We see on our death bed, not our whole life flashing before us – as with a drowning man – but an endless sequence of all the things we had wanted to do and had never done. As the body shuts down, it rids itself of excess CO2, a process called acidosis, the sour stench characterising the smell of dead dreams, that sense of waiting and dissatisfaction that accompanies our half lived lives.

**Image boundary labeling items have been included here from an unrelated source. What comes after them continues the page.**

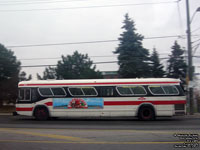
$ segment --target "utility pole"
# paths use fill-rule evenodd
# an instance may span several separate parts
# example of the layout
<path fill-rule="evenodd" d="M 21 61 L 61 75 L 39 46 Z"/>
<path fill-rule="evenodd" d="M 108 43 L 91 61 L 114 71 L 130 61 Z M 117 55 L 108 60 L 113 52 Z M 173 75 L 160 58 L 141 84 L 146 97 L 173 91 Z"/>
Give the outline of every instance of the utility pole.
<path fill-rule="evenodd" d="M 188 88 L 188 98 L 190 106 L 190 115 L 194 114 L 194 101 L 193 101 L 193 63 L 192 63 L 192 44 L 191 44 L 191 29 L 190 29 L 190 9 L 189 0 L 186 0 L 186 13 L 187 13 L 187 48 L 188 48 L 188 77 L 189 77 L 189 88 Z"/>

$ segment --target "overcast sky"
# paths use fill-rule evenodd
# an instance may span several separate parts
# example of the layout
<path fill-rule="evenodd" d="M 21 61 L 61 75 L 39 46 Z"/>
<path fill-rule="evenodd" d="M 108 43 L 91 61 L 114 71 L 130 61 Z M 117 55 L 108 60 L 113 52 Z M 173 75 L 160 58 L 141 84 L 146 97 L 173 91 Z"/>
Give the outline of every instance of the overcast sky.
<path fill-rule="evenodd" d="M 22 66 L 55 65 L 61 55 L 71 55 L 75 50 L 82 54 L 87 53 L 93 62 L 116 61 L 113 51 L 118 46 L 117 41 L 38 47 L 10 46 L 117 40 L 123 32 L 121 27 L 124 15 L 128 13 L 135 22 L 137 32 L 147 38 L 143 40 L 144 47 L 150 52 L 155 47 L 160 58 L 166 58 L 175 40 L 187 49 L 186 37 L 148 38 L 186 34 L 185 0 L 175 1 L 0 0 L 0 43 L 14 51 Z M 191 16 L 198 7 L 200 0 L 190 0 Z M 196 13 L 192 21 L 192 31 L 200 28 L 199 20 L 200 12 Z M 198 35 L 193 36 L 192 41 L 200 39 L 200 30 L 192 34 Z M 193 46 L 199 42 L 195 42 Z M 195 55 L 200 56 L 200 48 Z M 198 59 L 194 58 L 195 66 L 200 66 Z M 166 59 L 161 61 L 166 65 Z M 98 64 L 97 69 L 116 71 L 118 65 Z M 36 73 L 42 74 L 44 67 L 24 67 L 22 70 L 35 77 Z M 200 72 L 200 68 L 196 70 Z"/>

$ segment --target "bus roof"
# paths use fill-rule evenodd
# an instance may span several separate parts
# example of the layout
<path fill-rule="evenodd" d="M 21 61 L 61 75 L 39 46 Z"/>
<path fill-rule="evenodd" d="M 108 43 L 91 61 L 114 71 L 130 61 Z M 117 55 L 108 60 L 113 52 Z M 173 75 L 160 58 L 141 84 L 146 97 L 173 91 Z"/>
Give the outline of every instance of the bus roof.
<path fill-rule="evenodd" d="M 112 86 L 112 85 L 179 85 L 179 79 L 138 78 L 138 79 L 77 79 L 77 80 L 37 80 L 21 81 L 18 87 L 54 87 L 54 86 Z"/>

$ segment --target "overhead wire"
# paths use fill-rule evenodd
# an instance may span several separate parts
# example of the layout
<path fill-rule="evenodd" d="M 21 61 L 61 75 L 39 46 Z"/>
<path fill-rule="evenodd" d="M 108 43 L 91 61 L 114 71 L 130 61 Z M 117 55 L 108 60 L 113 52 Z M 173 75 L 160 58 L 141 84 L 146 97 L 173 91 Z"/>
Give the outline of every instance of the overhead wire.
<path fill-rule="evenodd" d="M 185 35 L 167 35 L 146 37 L 144 39 L 162 39 L 162 38 L 181 38 Z M 109 43 L 119 42 L 119 40 L 100 40 L 100 41 L 85 41 L 85 42 L 69 42 L 69 43 L 46 43 L 46 44 L 32 44 L 32 45 L 8 45 L 7 48 L 22 48 L 22 47 L 41 47 L 41 46 L 56 46 L 56 45 L 74 45 L 74 44 L 93 44 L 93 43 Z"/>
<path fill-rule="evenodd" d="M 50 10 L 72 10 L 72 9 L 86 9 L 86 8 L 110 8 L 110 7 L 124 7 L 124 6 L 143 6 L 143 5 L 160 5 L 176 3 L 177 1 L 166 2 L 152 2 L 152 3 L 130 3 L 130 4 L 115 4 L 115 5 L 96 5 L 83 7 L 63 7 L 63 8 L 38 8 L 38 9 L 0 9 L 0 12 L 20 12 L 20 11 L 50 11 Z"/>

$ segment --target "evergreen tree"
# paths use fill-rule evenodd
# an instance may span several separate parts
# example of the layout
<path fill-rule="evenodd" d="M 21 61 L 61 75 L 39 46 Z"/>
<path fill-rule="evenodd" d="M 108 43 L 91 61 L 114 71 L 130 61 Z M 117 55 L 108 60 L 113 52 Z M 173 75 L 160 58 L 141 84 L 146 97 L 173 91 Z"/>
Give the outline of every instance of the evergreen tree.
<path fill-rule="evenodd" d="M 95 71 L 96 66 L 88 58 L 75 51 L 73 55 L 62 56 L 58 61 L 56 74 L 58 79 L 95 79 L 102 78 L 99 71 Z"/>
<path fill-rule="evenodd" d="M 134 21 L 128 14 L 123 23 L 122 29 L 125 31 L 120 35 L 120 44 L 114 51 L 119 54 L 119 75 L 123 78 L 149 77 L 149 52 L 143 48 L 143 36 L 136 33 Z"/>
<path fill-rule="evenodd" d="M 165 72 L 163 70 L 163 65 L 160 63 L 159 57 L 158 57 L 158 52 L 156 49 L 153 49 L 153 53 L 150 57 L 150 60 L 152 62 L 151 66 L 151 75 L 154 78 L 161 78 L 165 75 Z"/>
<path fill-rule="evenodd" d="M 168 60 L 167 76 L 170 78 L 180 78 L 185 81 L 187 65 L 184 60 L 184 50 L 180 47 L 177 41 L 174 42 L 172 54 Z"/>
<path fill-rule="evenodd" d="M 55 68 L 50 67 L 50 66 L 45 68 L 43 72 L 43 77 L 37 74 L 37 79 L 38 80 L 57 79 Z"/>
<path fill-rule="evenodd" d="M 32 79 L 32 76 L 29 75 L 28 77 L 26 77 L 26 72 L 22 71 L 20 74 L 19 74 L 19 81 L 29 81 Z"/>
<path fill-rule="evenodd" d="M 3 100 L 16 101 L 19 71 L 20 62 L 14 53 L 0 44 L 0 106 Z"/>

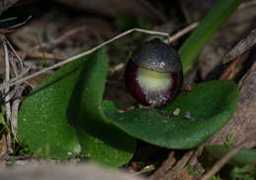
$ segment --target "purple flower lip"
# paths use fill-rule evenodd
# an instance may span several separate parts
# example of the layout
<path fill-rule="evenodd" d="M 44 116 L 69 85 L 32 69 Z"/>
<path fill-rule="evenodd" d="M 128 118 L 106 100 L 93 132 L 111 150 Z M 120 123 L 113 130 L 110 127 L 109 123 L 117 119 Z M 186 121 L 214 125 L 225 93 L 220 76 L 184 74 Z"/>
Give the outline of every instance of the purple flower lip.
<path fill-rule="evenodd" d="M 166 106 L 180 91 L 183 83 L 178 54 L 160 39 L 137 49 L 125 68 L 126 87 L 146 106 Z"/>

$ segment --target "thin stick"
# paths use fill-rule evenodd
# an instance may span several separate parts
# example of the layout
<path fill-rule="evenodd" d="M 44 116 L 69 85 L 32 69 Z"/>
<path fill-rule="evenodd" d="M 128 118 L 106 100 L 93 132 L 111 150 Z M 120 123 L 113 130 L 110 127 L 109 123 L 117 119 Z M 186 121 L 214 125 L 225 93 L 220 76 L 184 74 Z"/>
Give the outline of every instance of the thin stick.
<path fill-rule="evenodd" d="M 8 49 L 7 49 L 7 44 L 5 41 L 5 37 L 2 36 L 2 43 L 3 43 L 3 47 L 4 47 L 4 59 L 5 59 L 5 82 L 8 83 L 10 80 L 10 64 L 9 64 L 9 54 L 8 54 Z M 10 101 L 8 99 L 10 99 L 9 96 L 9 90 L 10 88 L 7 87 L 5 89 L 5 94 L 7 94 L 5 96 L 5 108 L 6 108 L 6 121 L 8 125 L 11 125 L 11 104 Z M 11 139 L 11 132 L 7 133 L 7 148 L 8 148 L 8 151 L 11 152 L 12 151 L 12 139 Z"/>
<path fill-rule="evenodd" d="M 238 10 L 243 10 L 245 8 L 250 8 L 252 6 L 256 6 L 256 1 L 255 0 L 242 3 L 237 9 Z"/>
<path fill-rule="evenodd" d="M 202 178 L 201 180 L 211 179 L 232 156 L 234 156 L 245 145 L 255 141 L 256 129 L 250 133 L 245 140 L 240 142 L 232 150 L 230 150 L 222 159 L 220 159 Z"/>
<path fill-rule="evenodd" d="M 84 26 L 84 27 L 79 27 L 77 29 L 71 30 L 70 31 L 65 32 L 60 37 L 54 39 L 53 42 L 51 42 L 51 43 L 41 43 L 41 48 L 50 48 L 53 45 L 57 45 L 57 44 L 63 42 L 65 39 L 67 39 L 71 35 L 74 35 L 80 31 L 84 31 L 84 30 L 89 30 L 89 28 Z M 37 50 L 37 49 L 39 49 L 39 47 L 40 47 L 39 45 L 36 45 L 32 50 Z"/>
<path fill-rule="evenodd" d="M 165 43 L 170 43 L 176 39 L 178 39 L 179 37 L 183 36 L 184 34 L 188 33 L 189 31 L 191 31 L 192 30 L 194 30 L 195 28 L 197 28 L 197 26 L 199 25 L 199 22 L 195 22 L 192 25 L 186 27 L 185 29 L 183 29 L 182 30 L 178 31 L 177 33 L 175 33 L 174 35 L 170 36 L 169 38 L 166 38 L 164 40 Z"/>
<path fill-rule="evenodd" d="M 155 35 L 158 34 L 158 35 L 167 36 L 168 38 L 167 38 L 167 40 L 165 40 L 165 41 L 167 41 L 167 42 L 169 43 L 170 41 L 176 40 L 177 38 L 179 38 L 179 37 L 182 36 L 183 34 L 187 33 L 187 32 L 190 31 L 191 30 L 195 29 L 197 26 L 198 26 L 198 22 L 196 22 L 196 23 L 192 24 L 191 26 L 185 28 L 184 30 L 180 30 L 179 32 L 177 32 L 177 33 L 175 33 L 174 35 L 172 35 L 171 37 L 169 37 L 169 34 L 166 33 L 166 32 L 155 31 L 155 30 L 143 30 L 143 29 L 132 29 L 132 30 L 126 30 L 126 31 L 124 31 L 124 32 L 122 32 L 122 33 L 120 33 L 120 34 L 114 36 L 113 38 L 111 38 L 111 39 L 109 39 L 109 40 L 107 40 L 107 41 L 105 41 L 105 42 L 103 42 L 103 43 L 101 43 L 101 44 L 99 44 L 99 45 L 97 45 L 97 46 L 96 46 L 96 47 L 94 47 L 94 48 L 88 50 L 88 51 L 85 51 L 85 52 L 83 52 L 83 53 L 81 53 L 81 54 L 78 54 L 78 55 L 76 55 L 76 56 L 73 56 L 73 57 L 71 57 L 71 58 L 69 58 L 69 59 L 67 59 L 67 60 L 65 60 L 65 61 L 59 62 L 59 63 L 57 63 L 57 64 L 54 64 L 54 65 L 52 65 L 52 66 L 50 66 L 50 67 L 48 67 L 48 68 L 44 68 L 44 69 L 42 69 L 42 70 L 40 70 L 40 71 L 38 71 L 38 72 L 36 72 L 36 73 L 34 73 L 34 74 L 32 74 L 32 75 L 30 75 L 30 76 L 28 76 L 28 77 L 25 77 L 24 79 L 17 80 L 17 81 L 11 81 L 11 82 L 9 82 L 9 83 L 3 84 L 3 85 L 0 87 L 0 90 L 4 90 L 4 89 L 7 88 L 7 87 L 11 87 L 11 86 L 14 86 L 14 85 L 16 85 L 16 84 L 24 83 L 24 82 L 26 82 L 27 80 L 30 80 L 30 79 L 32 79 L 32 78 L 34 78 L 34 77 L 36 77 L 36 76 L 38 76 L 38 75 L 40 75 L 40 74 L 43 74 L 43 73 L 45 73 L 45 72 L 48 72 L 49 70 L 58 68 L 58 67 L 63 66 L 63 65 L 65 65 L 65 64 L 67 64 L 67 63 L 70 63 L 70 62 L 72 62 L 72 61 L 74 61 L 74 60 L 76 60 L 76 59 L 78 59 L 78 58 L 80 58 L 80 57 L 83 57 L 83 56 L 86 56 L 86 55 L 88 55 L 88 54 L 91 54 L 91 53 L 95 52 L 96 50 L 101 48 L 102 46 L 104 46 L 104 45 L 106 45 L 106 44 L 108 44 L 108 43 L 110 43 L 110 42 L 112 42 L 112 41 L 114 41 L 114 40 L 116 40 L 116 39 L 118 39 L 118 38 L 120 38 L 120 37 L 122 37 L 122 36 L 125 36 L 125 35 L 127 35 L 127 34 L 129 34 L 129 33 L 131 33 L 131 32 L 133 32 L 133 31 L 139 31 L 139 32 L 148 33 L 148 34 L 155 34 Z"/>
<path fill-rule="evenodd" d="M 32 75 L 30 75 L 30 76 L 24 78 L 24 79 L 17 80 L 17 81 L 15 81 L 15 82 L 5 83 L 5 84 L 3 84 L 3 85 L 0 87 L 0 90 L 6 89 L 7 87 L 11 87 L 11 86 L 14 86 L 14 85 L 16 85 L 16 84 L 24 83 L 24 82 L 26 82 L 27 80 L 30 80 L 30 79 L 32 79 L 32 78 L 34 78 L 34 77 L 36 77 L 36 76 L 38 76 L 38 75 L 40 75 L 40 74 L 43 74 L 43 73 L 45 73 L 45 72 L 47 72 L 47 71 L 49 71 L 49 70 L 58 68 L 58 67 L 63 66 L 63 65 L 65 65 L 65 64 L 67 64 L 67 63 L 70 63 L 70 62 L 72 62 L 72 61 L 74 61 L 74 60 L 76 60 L 76 59 L 78 59 L 78 58 L 81 58 L 81 57 L 83 57 L 83 56 L 86 56 L 86 55 L 88 55 L 88 54 L 91 54 L 91 53 L 95 52 L 96 50 L 99 49 L 100 47 L 102 47 L 102 46 L 104 46 L 104 45 L 106 45 L 106 44 L 108 44 L 108 43 L 110 43 L 110 42 L 112 42 L 112 41 L 114 41 L 114 40 L 116 40 L 116 39 L 122 37 L 122 36 L 125 36 L 125 35 L 127 35 L 127 34 L 129 34 L 129 33 L 131 33 L 131 32 L 133 32 L 133 31 L 140 31 L 140 32 L 149 33 L 149 34 L 159 34 L 159 35 L 169 36 L 169 34 L 166 33 L 166 32 L 147 30 L 142 30 L 142 29 L 132 29 L 132 30 L 126 30 L 126 31 L 124 31 L 124 32 L 122 32 L 122 33 L 120 33 L 120 34 L 114 36 L 113 38 L 111 38 L 111 39 L 109 39 L 109 40 L 107 40 L 107 41 L 105 41 L 105 42 L 103 42 L 103 43 L 101 43 L 101 44 L 99 44 L 99 45 L 97 45 L 97 46 L 96 46 L 96 47 L 94 47 L 94 48 L 92 48 L 92 49 L 86 51 L 86 52 L 83 52 L 83 53 L 81 53 L 81 54 L 78 54 L 78 55 L 76 55 L 76 56 L 73 56 L 73 57 L 71 57 L 71 58 L 69 58 L 69 59 L 67 59 L 67 60 L 65 60 L 65 61 L 59 62 L 59 63 L 57 63 L 57 64 L 54 64 L 53 66 L 50 66 L 50 67 L 48 67 L 48 68 L 44 68 L 44 69 L 42 69 L 42 70 L 40 70 L 40 71 L 38 71 L 38 72 L 36 72 L 36 73 L 34 73 L 34 74 L 32 74 Z"/>
<path fill-rule="evenodd" d="M 17 59 L 20 61 L 20 65 L 21 65 L 21 70 L 23 71 L 23 60 L 22 58 L 19 56 L 19 54 L 17 54 L 17 52 L 14 50 L 14 47 L 12 46 L 12 44 L 9 42 L 9 40 L 7 40 L 7 45 L 9 46 L 9 48 L 13 51 L 13 53 L 15 54 L 15 56 L 17 57 Z"/>

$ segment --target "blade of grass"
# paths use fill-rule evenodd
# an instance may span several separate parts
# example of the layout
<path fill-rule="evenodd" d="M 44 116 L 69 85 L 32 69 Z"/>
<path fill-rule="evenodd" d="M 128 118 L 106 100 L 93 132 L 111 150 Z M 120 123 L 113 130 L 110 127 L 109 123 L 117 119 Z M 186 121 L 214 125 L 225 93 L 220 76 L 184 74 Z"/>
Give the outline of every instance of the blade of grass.
<path fill-rule="evenodd" d="M 229 18 L 243 0 L 219 0 L 198 28 L 180 47 L 183 71 L 186 73 L 194 60 L 219 28 Z"/>

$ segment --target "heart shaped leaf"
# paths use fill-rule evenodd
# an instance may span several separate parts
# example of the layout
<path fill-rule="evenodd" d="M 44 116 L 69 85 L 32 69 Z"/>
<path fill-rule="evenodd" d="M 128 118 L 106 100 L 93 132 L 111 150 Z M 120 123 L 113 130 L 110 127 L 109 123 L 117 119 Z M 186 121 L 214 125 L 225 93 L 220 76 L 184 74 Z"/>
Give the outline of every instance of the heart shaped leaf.
<path fill-rule="evenodd" d="M 206 150 L 216 158 L 222 158 L 232 147 L 222 145 L 209 145 Z M 256 162 L 256 150 L 250 149 L 240 150 L 227 163 L 234 166 L 244 166 Z"/>
<path fill-rule="evenodd" d="M 19 112 L 20 142 L 47 157 L 82 152 L 107 165 L 127 163 L 135 140 L 109 125 L 100 110 L 106 70 L 107 56 L 100 50 L 66 65 L 32 90 Z"/>
<path fill-rule="evenodd" d="M 138 139 L 169 149 L 191 149 L 217 133 L 235 111 L 237 86 L 228 81 L 198 84 L 182 91 L 164 111 L 142 109 L 118 113 L 103 105 L 111 122 Z M 174 116 L 178 108 L 180 113 Z"/>

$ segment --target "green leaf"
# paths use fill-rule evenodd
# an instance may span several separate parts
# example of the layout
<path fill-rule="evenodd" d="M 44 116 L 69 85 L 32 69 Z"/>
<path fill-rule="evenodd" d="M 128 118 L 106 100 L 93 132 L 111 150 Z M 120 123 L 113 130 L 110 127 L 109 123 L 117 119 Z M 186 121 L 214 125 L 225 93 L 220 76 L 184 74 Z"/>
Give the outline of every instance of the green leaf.
<path fill-rule="evenodd" d="M 32 90 L 19 112 L 20 142 L 42 156 L 82 152 L 107 165 L 127 163 L 135 140 L 109 125 L 100 110 L 106 67 L 107 56 L 99 50 L 64 66 Z"/>
<path fill-rule="evenodd" d="M 222 158 L 232 149 L 232 147 L 227 148 L 222 145 L 208 145 L 205 148 L 216 158 Z M 227 163 L 233 166 L 244 166 L 256 163 L 256 150 L 242 149 Z"/>
<path fill-rule="evenodd" d="M 82 72 L 71 98 L 69 116 L 77 129 L 83 153 L 92 160 L 111 166 L 127 163 L 136 142 L 108 123 L 101 110 L 107 70 L 107 56 L 98 54 Z M 100 61 L 99 61 L 100 60 Z M 85 131 L 86 130 L 86 131 Z"/>
<path fill-rule="evenodd" d="M 235 111 L 237 86 L 228 81 L 198 84 L 182 91 L 164 110 L 142 109 L 118 113 L 103 105 L 106 116 L 124 132 L 169 149 L 191 149 L 217 133 Z M 176 117 L 172 112 L 180 109 Z M 188 117 L 190 116 L 190 117 Z"/>
<path fill-rule="evenodd" d="M 219 0 L 197 29 L 180 47 L 183 72 L 194 64 L 194 60 L 213 34 L 229 18 L 243 0 Z"/>

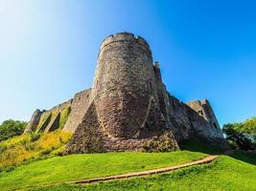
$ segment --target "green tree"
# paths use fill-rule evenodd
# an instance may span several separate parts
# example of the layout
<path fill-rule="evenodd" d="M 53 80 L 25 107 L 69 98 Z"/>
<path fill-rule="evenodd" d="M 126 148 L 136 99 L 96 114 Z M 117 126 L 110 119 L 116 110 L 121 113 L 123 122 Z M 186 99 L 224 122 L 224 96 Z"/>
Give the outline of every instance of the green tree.
<path fill-rule="evenodd" d="M 232 146 L 243 150 L 256 149 L 256 117 L 243 123 L 224 124 L 223 133 Z"/>
<path fill-rule="evenodd" d="M 24 121 L 12 119 L 5 120 L 0 125 L 0 141 L 21 135 L 26 126 L 27 122 Z"/>

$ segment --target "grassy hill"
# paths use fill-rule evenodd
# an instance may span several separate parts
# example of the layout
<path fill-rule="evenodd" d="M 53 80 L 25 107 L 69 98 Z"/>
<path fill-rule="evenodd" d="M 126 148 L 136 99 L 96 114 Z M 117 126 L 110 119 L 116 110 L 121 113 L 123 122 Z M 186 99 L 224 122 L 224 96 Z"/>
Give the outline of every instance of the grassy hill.
<path fill-rule="evenodd" d="M 0 143 L 0 190 L 256 190 L 256 156 L 242 151 L 210 164 L 175 172 L 92 183 L 64 181 L 186 163 L 221 150 L 183 142 L 171 153 L 106 153 L 62 156 L 71 135 L 56 131 L 25 135 Z M 56 184 L 58 183 L 58 184 Z"/>
<path fill-rule="evenodd" d="M 0 173 L 4 190 L 171 166 L 204 158 L 202 153 L 106 153 L 55 157 Z M 14 182 L 14 183 L 13 183 Z"/>
<path fill-rule="evenodd" d="M 87 185 L 58 184 L 34 191 L 58 190 L 256 190 L 256 156 L 236 152 L 210 164 L 145 178 Z"/>

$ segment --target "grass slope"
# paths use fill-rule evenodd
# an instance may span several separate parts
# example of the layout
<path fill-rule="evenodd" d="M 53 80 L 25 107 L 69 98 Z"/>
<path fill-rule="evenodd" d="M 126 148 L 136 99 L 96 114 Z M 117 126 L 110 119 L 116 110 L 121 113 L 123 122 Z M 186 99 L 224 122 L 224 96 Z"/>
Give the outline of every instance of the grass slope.
<path fill-rule="evenodd" d="M 176 151 L 172 153 L 106 153 L 56 157 L 0 173 L 1 190 L 43 185 L 63 180 L 172 166 L 202 159 L 206 154 Z"/>
<path fill-rule="evenodd" d="M 58 184 L 35 191 L 62 190 L 256 190 L 256 157 L 243 152 L 222 156 L 210 164 L 173 173 L 88 185 Z"/>

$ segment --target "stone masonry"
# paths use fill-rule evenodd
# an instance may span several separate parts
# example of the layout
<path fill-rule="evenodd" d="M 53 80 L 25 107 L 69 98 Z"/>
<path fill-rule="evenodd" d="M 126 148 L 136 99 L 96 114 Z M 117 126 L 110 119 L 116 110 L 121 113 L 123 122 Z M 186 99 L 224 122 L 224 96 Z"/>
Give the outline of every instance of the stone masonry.
<path fill-rule="evenodd" d="M 67 103 L 71 112 L 63 131 L 74 132 L 67 153 L 166 152 L 184 139 L 224 145 L 209 101 L 185 104 L 171 96 L 150 45 L 132 33 L 103 41 L 92 88 Z M 58 129 L 61 108 L 36 110 L 24 133 Z"/>

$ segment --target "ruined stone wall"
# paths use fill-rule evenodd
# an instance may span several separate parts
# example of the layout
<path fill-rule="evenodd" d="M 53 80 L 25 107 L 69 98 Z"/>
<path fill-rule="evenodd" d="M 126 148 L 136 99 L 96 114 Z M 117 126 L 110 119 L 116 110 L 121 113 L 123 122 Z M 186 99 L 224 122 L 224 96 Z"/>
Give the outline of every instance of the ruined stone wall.
<path fill-rule="evenodd" d="M 123 32 L 101 46 L 91 98 L 109 136 L 132 138 L 144 125 L 151 96 L 158 103 L 151 53 L 141 37 Z"/>
<path fill-rule="evenodd" d="M 32 132 L 50 132 L 58 128 L 61 112 L 71 107 L 72 99 L 50 110 L 35 110 L 29 124 L 27 125 L 24 134 Z"/>
<path fill-rule="evenodd" d="M 207 121 L 207 128 L 201 128 L 205 137 L 223 138 L 221 127 L 208 100 L 191 101 L 187 105 Z"/>
<path fill-rule="evenodd" d="M 40 117 L 42 116 L 42 113 L 40 110 L 35 110 L 31 117 L 30 122 L 28 123 L 27 127 L 24 130 L 23 134 L 30 134 L 32 132 L 35 132 L 36 130 L 36 127 L 40 121 Z"/>
<path fill-rule="evenodd" d="M 75 95 L 71 105 L 71 114 L 63 131 L 74 132 L 81 122 L 81 119 L 89 107 L 90 92 L 91 90 L 88 89 Z"/>

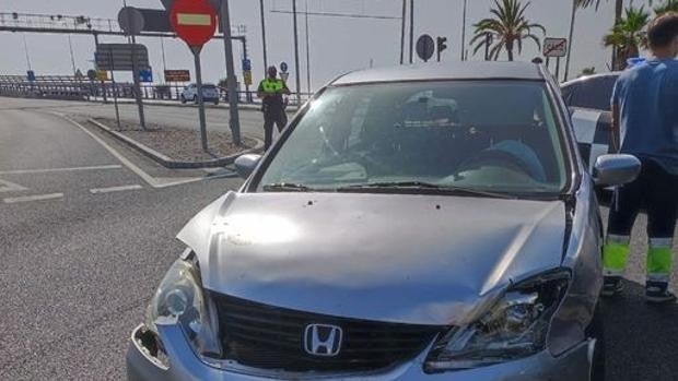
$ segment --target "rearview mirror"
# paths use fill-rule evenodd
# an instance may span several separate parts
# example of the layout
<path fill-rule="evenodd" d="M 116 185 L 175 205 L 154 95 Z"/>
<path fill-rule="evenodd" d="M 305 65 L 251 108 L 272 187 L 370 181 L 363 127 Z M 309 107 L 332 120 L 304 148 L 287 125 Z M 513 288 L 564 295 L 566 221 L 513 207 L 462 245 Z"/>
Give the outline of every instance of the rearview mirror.
<path fill-rule="evenodd" d="M 641 172 L 641 160 L 633 155 L 600 155 L 594 166 L 596 186 L 615 187 L 629 183 Z"/>
<path fill-rule="evenodd" d="M 260 159 L 261 155 L 255 154 L 239 156 L 235 159 L 235 171 L 237 171 L 239 177 L 246 179 L 255 170 Z"/>

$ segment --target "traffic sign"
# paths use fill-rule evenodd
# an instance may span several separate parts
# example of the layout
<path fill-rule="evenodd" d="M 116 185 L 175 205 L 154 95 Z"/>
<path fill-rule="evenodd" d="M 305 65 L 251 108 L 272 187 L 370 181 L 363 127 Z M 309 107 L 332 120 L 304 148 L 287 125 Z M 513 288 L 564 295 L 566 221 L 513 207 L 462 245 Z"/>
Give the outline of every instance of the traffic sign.
<path fill-rule="evenodd" d="M 135 70 L 132 66 L 132 49 L 135 49 L 133 57 L 137 58 L 137 67 L 139 69 L 150 68 L 149 50 L 141 44 L 100 44 L 94 53 L 96 69 L 120 71 Z"/>
<path fill-rule="evenodd" d="M 125 7 L 118 12 L 118 24 L 127 35 L 138 35 L 143 31 L 143 14 L 135 7 Z"/>
<path fill-rule="evenodd" d="M 139 71 L 139 81 L 150 83 L 153 82 L 153 71 L 149 69 L 141 69 Z"/>
<path fill-rule="evenodd" d="M 104 81 L 108 81 L 108 72 L 106 70 L 97 70 L 96 71 L 96 79 L 104 82 Z"/>
<path fill-rule="evenodd" d="M 428 61 L 433 57 L 435 51 L 435 41 L 433 37 L 429 35 L 421 35 L 417 40 L 417 56 L 424 61 Z"/>
<path fill-rule="evenodd" d="M 200 48 L 214 37 L 217 12 L 206 0 L 176 0 L 170 11 L 174 32 L 191 48 Z"/>
<path fill-rule="evenodd" d="M 190 82 L 188 70 L 165 70 L 165 82 Z"/>
<path fill-rule="evenodd" d="M 543 39 L 543 57 L 565 57 L 568 55 L 568 38 Z"/>

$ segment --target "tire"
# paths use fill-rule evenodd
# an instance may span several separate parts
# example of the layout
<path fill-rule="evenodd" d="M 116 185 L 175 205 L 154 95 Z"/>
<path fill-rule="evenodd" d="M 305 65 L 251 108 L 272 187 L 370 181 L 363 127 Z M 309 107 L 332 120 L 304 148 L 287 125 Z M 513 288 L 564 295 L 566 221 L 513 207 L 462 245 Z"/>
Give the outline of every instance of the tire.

When my father was dying, I rushed to the hospital. He was sleeping when I arrived. I had coffee with my mother. She went to the bathroom, and I went alone to the ward. My father opened his eyes, smiled and said: Hello, son. Then closed his eyes and died. The smell of dead dreams was absent. He had lived his life without regrets. Dad had forged his birth certificate at 17 to join the Royal Navy. He travelled the world in the war and came out unscathed.

Dreams are about the future. Dad had seen boys having their future ripped from them, frozen in the Arctic seas, chopped in half by shrapnel, blown to pieces. He lived for the day. He had a kind word for everyone and seemed as he went about his day as if what was most important to him was to make other people happy. He didn’t eat healthy food, meditate or practice gratitude.

Writing the Smell of Dead Dreams

I am nothing like my father. I don’t spend my days trying to make other people happy. I spend them in front of a computer screen herding words as if they are cats or rats or flies with an innate desire to go astray. Every sentence that emerges on the metaphorical blank sheet is a challenge: could it be better, shorter, more poignant or powerful. Do we need that adverb or adjective. Does it make the point. Does the reader want to read the next sentence. The smell of dead dreams hangs about writers as the sword hung over the white neck of Damocles and that smell is the pungent, oily breath of failure, it’s approaching shadow, its cockiness and inevitability.

Cyril Connolly

Cyril Connolly felt it. After going to school with Eric Blair, who became George Orwell, he spent his entire life wanting to be George Orwell and instead of living his own dream he wrote the biography of the friend he envied and probably despised. Connolly is most famous for writing the epigram: There is no more sombre enemy of good art than the pram in the hall. But he had other sayings worth repeating: Lend a friend a fiver and you have an enemy for life. And the tawdry but sadly true line appreciated by writers: Showing someone a manuscript is like showing them your semen in a handkerchief. The words come back to me like the smell of dead dreams when I yield to the temptation. 

Connolly’s most deadly axiom must surely be: ‘Whom the gods wish to destroy, they first call promising.’ I have an adage of my own: Writing is like taking poison and even those who can’t write but imagine they can’t wait to swallow it.